Others whose passing I've noted here are Ernie Banks, Philip Levine, Lesley Gore, the Left Banke's Michael Brown, Ornette Coleman, Wendell Holmes (whom I had the pleasure of getting to know when the Holmes Brothers were playing at Dan Lynch back in the early 1980s), Yogi Berra (a Yankee hero who became a Met), Frankie Ford, Allen Toussaint, and, most recently, Natalie Cole. No doubt you can think of others I should have similarly honored. Update: somehow I missed B.B. King.

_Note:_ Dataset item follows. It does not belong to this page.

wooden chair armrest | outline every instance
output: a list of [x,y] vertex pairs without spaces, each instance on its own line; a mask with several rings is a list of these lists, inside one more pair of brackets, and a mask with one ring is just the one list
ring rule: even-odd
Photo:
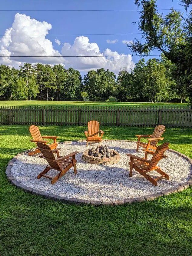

Turning to the more pleasant side, I always credit those who have aided my blogging, either through providing me with material or by giving me encouragement, or both. Some of the usual suspects return:  Michael Simmons; The Rev. Stephen Muncie; architectural historian Francis Morrone; historical novelist and master of good craic Dermot McEvoy. There are also some new ones: John Wirenius, whom I met in the flesh for the first time at a Sunday evening service at St. Bart's in Manhattan, and who was ordained a Deacon of the Episcopal Church earlier this year; old college friends Larry Brennan and Steve Griffith, as well as Gene Owen, to whom Steve introduced me during the Cosmic American Music Festival in Winter Haven, Florida; Tricia Collins, a for a time long lost Lion's Head companion now back in her hometown, Tallahassee, whom I re-discovered through our common friendship with Kevin Clarke, father of one my daughter's elementary school classmates (in which connection I'll also mention Tom Jenkins); and Permian Extinction--that's her nom de Facebook--whom I met on line because of her friendship with Marian Saska, and whom, because of our common interests in painting and birds, I suspect has in common with Marian connections to the Art Institute of Chicago and the Field Museum. My former LeBoeuf colleague Richard Cole last year gave me a story about his friendship with Robin Williams, and this year allowed me to show him around Brooklyn Heights during a visit to New York; and my law school classmate Richard B. Hoffman has been an invaluable source on movies, theater, law, and much else. I can't end this without mentioning my wife, Martha Foley, and my fellow Robinson Knights, so many of whom I've re-established communication with after many years. If I tried to list you all, along with your contributions to my venture, I'd be up past midnight, and it's a work night. Please accept my heartfelt thanks.